Cyclobutane Synthesis and Fragmentation. A Cascade Route to the Lycopodium Alkaloid (-)-Huperzine A
White, James D.,Li, Yang,Kim, Jungchul,Terinek, Miroslav
, p. 11806 - 11817 (2015/12/11)
An asymmetric total synthesis of the nootropic alkaloid (-)-huperzine A was completed using a cascade sequence initiated by an intramolecular aza-Prins reaction and terminated by a stereoelectronically guided fragmentation of a cyclobutylcarbinyl cation as the key step in assembling the bicyclo[3.3.1]nonene core of the natural product. Intramolecular [2 + 2]-photocycloaddition of the crotyl ether of (S)-4-hydroxycyclohex-2-enone afforded a bicyclo[4.2.0]octanone containing an embedded tetrahydrofuran in which the cyclohexanone moiety was converted to a triisopropylsilyl enol ether and functionalized as an allylic azide. The derived primary amine was acylated with α-phenylselenylacrylic acid, and the resulting amide was reacted with trimethylaluminum to give a [2 + 2]-cycloadduct, which underwent retroaldol fission to produce a fused α-phenylselenyl δ-lactam. Periodate oxidation of this lactam led directly to an α-pyridone, which was converted to a fused 2-methoxypyridine.

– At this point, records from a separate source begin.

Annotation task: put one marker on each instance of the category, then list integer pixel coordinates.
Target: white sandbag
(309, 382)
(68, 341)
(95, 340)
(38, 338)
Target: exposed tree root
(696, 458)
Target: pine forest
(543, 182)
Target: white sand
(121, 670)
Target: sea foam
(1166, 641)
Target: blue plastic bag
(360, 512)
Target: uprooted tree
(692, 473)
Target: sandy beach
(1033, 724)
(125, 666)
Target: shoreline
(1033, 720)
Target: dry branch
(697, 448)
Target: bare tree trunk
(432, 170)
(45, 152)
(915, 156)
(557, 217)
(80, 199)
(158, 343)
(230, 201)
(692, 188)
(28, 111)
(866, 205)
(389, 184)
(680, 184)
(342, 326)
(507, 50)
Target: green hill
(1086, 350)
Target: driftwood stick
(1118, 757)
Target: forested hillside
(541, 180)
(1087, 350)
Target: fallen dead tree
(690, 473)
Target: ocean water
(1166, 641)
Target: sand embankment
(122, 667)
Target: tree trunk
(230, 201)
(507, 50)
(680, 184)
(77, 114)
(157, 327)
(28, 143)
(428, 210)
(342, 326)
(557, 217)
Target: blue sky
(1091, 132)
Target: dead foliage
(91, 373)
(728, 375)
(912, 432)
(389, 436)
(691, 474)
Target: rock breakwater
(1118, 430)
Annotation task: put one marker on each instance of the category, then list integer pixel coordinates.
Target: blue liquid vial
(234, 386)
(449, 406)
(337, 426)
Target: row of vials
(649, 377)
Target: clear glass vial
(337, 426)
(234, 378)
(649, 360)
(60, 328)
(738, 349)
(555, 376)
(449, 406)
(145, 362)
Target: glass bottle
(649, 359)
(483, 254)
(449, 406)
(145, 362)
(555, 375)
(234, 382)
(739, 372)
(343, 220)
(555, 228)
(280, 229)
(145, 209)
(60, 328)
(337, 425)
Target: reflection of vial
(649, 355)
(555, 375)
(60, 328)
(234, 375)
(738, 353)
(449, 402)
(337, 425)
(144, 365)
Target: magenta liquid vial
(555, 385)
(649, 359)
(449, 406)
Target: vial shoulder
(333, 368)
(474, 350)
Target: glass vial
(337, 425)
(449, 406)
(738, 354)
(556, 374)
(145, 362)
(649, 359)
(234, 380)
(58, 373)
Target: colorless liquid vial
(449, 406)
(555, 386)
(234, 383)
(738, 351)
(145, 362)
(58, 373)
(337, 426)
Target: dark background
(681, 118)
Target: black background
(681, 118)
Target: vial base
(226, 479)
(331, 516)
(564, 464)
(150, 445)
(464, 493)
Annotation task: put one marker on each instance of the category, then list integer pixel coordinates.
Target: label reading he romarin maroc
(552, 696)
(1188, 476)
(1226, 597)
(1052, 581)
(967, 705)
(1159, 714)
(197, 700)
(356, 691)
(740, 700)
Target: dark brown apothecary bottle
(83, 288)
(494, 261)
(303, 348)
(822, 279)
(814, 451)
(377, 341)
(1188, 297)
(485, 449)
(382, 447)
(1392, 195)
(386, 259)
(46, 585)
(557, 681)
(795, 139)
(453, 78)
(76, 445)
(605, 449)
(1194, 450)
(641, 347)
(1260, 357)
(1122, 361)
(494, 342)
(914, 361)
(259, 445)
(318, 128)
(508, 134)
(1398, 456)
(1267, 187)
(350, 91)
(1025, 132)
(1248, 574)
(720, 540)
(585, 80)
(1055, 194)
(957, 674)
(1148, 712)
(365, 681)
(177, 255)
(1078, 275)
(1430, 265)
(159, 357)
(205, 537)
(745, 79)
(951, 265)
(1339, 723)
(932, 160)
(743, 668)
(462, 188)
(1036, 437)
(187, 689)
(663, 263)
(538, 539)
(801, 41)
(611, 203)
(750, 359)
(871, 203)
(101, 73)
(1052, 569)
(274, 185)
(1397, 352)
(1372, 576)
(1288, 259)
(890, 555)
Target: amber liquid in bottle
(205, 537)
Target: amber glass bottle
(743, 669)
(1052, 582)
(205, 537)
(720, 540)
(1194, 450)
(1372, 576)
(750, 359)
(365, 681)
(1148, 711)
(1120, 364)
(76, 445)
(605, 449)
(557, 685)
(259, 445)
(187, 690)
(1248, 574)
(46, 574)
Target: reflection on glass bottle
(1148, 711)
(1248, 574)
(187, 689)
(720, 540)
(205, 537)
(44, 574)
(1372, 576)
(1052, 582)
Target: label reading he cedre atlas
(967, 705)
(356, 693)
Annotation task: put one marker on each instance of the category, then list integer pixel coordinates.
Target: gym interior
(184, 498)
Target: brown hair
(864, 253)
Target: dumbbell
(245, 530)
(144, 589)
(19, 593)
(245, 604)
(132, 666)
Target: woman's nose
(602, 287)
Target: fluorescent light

Reductive cleavage of the activated "pyridylic" C-O bond in this tetracycle and elaboration of the resultant hydroxy ketone to a diketone was followed by chemoselective conversion of the methyl ketone in this structure to an endo isopropenyl group. Condensation of the remaining ketone with methyl carbamate in the presence of acid initiated the programmed cascade sequence and furnished a known synthetic precursor to huperzine A. Subsequent demethylation of the carbamate and the methoxypyridine, accompanied by in situ decarboxylation of the intermediate carbamic acid, gave (-)-huperzine A.